Retirement Planning: Estimated Recovery of Your 401(k)

We all suffered losses in our retirement plans. We all saw the account balances in our 401(k) drop significantly from their lofty heights in January 2008. The biggest problem with the stock market crisis was not who lost the most - according to the Employee Benefits Research Institute it was those with the highest account balances - but why.

Had you been in your employers plan for less than five years, your account balance did drop, by almost 50% in some instances. But because this group generally made much more in contributions than they received in actual returns, their balances did not fail below zero. Even older workers who began to use these plans at age 55, still have positive balances in their accounts.

Folks who had the largest account balances, generally those in the study group aged 55-64 years old were seriously impacted by the downturn, losing on average 17%. According to EBRI, this median number and losses associated with it were due in large part to an overexposure to equities.

Despite all of the cries to diversify, to protect assets from just this kind of market correction, and the attraction to those gains offered by staying in equities far beyond when it would be considered wise, older retirement plan investors felt the pain to a much greater degree than younger investors/co-workers.

So what should you do if you are aged 55 or older? What should you do if you are younger, aged 20-34 or if you fall in-between those ages?

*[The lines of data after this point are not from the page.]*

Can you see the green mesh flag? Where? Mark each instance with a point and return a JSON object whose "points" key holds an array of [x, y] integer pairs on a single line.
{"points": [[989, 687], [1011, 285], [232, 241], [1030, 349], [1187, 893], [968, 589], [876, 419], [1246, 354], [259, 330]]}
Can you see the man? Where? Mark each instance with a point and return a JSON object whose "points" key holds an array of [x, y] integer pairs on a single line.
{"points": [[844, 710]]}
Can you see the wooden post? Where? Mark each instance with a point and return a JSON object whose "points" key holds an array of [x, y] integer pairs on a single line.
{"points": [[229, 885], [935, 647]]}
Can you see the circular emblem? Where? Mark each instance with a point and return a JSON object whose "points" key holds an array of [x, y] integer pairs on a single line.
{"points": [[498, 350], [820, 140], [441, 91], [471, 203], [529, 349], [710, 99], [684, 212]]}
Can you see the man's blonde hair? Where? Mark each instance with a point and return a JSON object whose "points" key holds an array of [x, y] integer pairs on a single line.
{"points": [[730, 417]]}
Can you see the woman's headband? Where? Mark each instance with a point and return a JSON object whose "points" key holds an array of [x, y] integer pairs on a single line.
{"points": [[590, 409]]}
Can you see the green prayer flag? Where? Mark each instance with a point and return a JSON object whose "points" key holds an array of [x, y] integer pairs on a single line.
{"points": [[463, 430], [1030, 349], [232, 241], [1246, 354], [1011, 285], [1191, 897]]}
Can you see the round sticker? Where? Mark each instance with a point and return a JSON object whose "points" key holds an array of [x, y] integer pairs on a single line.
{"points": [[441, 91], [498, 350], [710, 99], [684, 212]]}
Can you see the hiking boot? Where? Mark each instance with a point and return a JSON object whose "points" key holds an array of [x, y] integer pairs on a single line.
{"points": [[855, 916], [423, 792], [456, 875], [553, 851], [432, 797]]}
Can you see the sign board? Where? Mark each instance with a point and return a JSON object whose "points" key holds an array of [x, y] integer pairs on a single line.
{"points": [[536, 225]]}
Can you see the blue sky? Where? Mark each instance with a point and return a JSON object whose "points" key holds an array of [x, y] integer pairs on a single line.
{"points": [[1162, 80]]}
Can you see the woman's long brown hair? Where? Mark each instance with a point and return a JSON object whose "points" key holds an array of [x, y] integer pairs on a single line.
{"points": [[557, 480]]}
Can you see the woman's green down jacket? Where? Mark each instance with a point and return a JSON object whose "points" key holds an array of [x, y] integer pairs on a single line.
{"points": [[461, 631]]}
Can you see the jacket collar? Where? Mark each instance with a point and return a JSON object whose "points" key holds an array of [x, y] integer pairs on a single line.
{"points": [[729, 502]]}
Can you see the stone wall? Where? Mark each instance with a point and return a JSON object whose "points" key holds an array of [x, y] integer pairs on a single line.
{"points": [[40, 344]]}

The older investor, had they stayed put in their original investments, continued to contribute and withdrew no monies from the plan either with loans or withdrawals of cash, will see their portfolios - and this is an estimate - recover in two to five years based on a modest market recovery of 5%. If you made moves to diversify after the fact, such as moving assets into safer investments such as lifestyle/target-dated type funds or simply moved into investments with less equity exposure, the recovery time could be twice what it would have been had you done nothing.

According to the EBRI: "Estimates from the EBRI/ICI 401(k) database show that many participants near retirement had exceptionally high exposure to equities: Nearly 1 in 4 between ages 56–65 had more than 90 percent of their account balances in equities at year-end 2007, and more than 2 in 5 had more than 70 per-cent."

There is a tendency for investors is to concentrate on the short-term rather than long-term performance. This is especially true of younger investors who realized outsized gains in their portfolios during the last four years. They were better suited to risk and were more likely to see those gains as justification to continue to channel money into their plans. Older investors, who may have been good contributors as well, felt larger losses in their portfolios because they had amassed larger balances.

In this type of market downturn, buy and hold may have been the best method of retaining long-term growth - but only for younger investors. Older investors had to learn the lesson of diversification the hard way. But either group, if they have the time and a modest market recovery, should see their balances return in less than a decade.